Outcome Lower Bound Upper Bound
0 98 148
1 80 127
2 46 84
3 14 39
4 1 14

Binomial Probability

Simulating the rolls is guaranteed to produce the right result, but it takes a lot of time to run. For a simple case like rolling dice, we can calculate the intervals exactly using a little knowledge of probability. This is the method I used in my previous post because it is fast and exact.

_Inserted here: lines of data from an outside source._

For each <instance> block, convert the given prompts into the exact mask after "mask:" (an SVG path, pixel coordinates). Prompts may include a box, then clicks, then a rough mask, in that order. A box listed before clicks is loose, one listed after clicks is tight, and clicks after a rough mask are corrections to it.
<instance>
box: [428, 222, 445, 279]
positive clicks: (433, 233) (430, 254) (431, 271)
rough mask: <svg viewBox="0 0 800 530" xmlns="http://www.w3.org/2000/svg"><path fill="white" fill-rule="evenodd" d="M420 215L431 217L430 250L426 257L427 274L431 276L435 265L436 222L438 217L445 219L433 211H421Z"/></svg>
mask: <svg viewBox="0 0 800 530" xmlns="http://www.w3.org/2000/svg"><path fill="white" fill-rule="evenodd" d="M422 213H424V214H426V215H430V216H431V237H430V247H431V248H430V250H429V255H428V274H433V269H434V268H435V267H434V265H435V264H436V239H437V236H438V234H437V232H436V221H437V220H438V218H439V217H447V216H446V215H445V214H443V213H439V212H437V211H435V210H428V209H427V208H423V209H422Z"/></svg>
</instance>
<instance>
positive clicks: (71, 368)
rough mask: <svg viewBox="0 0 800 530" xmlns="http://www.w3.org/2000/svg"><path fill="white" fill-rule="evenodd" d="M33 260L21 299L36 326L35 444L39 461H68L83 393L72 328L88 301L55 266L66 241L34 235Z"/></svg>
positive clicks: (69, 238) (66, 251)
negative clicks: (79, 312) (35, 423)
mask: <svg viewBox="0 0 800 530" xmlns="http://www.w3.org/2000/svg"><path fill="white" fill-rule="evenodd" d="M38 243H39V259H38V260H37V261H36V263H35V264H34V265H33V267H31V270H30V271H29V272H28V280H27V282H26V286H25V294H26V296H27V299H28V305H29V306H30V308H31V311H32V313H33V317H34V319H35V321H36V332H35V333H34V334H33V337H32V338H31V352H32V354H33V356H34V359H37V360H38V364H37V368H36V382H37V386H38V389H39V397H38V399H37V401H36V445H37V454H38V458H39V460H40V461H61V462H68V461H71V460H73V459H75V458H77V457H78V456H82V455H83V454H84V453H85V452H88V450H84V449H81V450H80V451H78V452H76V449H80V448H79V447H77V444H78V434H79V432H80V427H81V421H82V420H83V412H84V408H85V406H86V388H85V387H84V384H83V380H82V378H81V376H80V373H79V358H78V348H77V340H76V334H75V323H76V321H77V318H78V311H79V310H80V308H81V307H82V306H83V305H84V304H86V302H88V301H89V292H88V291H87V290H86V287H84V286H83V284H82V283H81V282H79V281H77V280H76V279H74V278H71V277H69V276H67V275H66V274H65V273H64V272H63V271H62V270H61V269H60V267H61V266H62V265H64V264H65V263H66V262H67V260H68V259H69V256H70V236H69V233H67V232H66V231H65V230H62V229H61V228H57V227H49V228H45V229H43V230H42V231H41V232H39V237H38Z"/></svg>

The interval indicates the expected results a fair set of dice would roll 99% of the time, but that is exactly what probabilities gives as well! The interval is therefore just the set of rolls that make up 99% of the cumulative probability, centered around the most likely value for each outcome. Equivalently, we can find the set of rolls that make up the very unlikely 1%, which will come (approximately equally) from both tails of the distribution. That is, integrate from the low side (which is a sum, since the bins are discrete) until the cumulative probability is 0.5%, and then repeat for the high side. The stopping points are the correct lower and upper bounds.

Here is an example image showing this process for the probability distribution of the number of zeroes rolled if the dice are thrown 522 times. The red parts of the histogram are the results of the two integrals, each containing about 0.5% of the probability, and the grey lines mark the lower and upper bounds at 98 and 148.

The probability of rolling zero on 4dF a set number of times given 522 rolls.

Each of the bins in the plot has probability given by:

\[\binom{N}{M} P^M (1-P)^{N-M}\]

Where P is the probability of rolling the outcome on one roll and M is the number of time the outcome happens in N throws.

Applying this process to all the possible outcomes gives the following results:

Outcome Lower Bound Upper Bound
0 98 148
1 80 127
2 46 84
3 14 39
4 1 14

Comparison

Tables are great when you want exact numbers, but it is much easier to compare the various methods using a plot. The following plot shows the predictions from each of the four methods for the outcomes 0 through 4. The negative outcomes (-4 through -1) are omitted because the distributions are symmetric.

The four different methods of computing the expected intervals.

The Monte Carlo method and the estimate using the binomial probability agree exactly, as expected. The naive variance method agrees well for the first few values, but begins predicting lower intervals as the value increases, finally ending with a nonsense negative count. The Wilson interval is consistently higher than the other values, and this discrepancy increases as the value of the roll increases.


  1. The central limit theorem can be used to justify this approximation, but as you can see in the plot in the binomial section, even for large N the distribution is not a perfect Gaussian.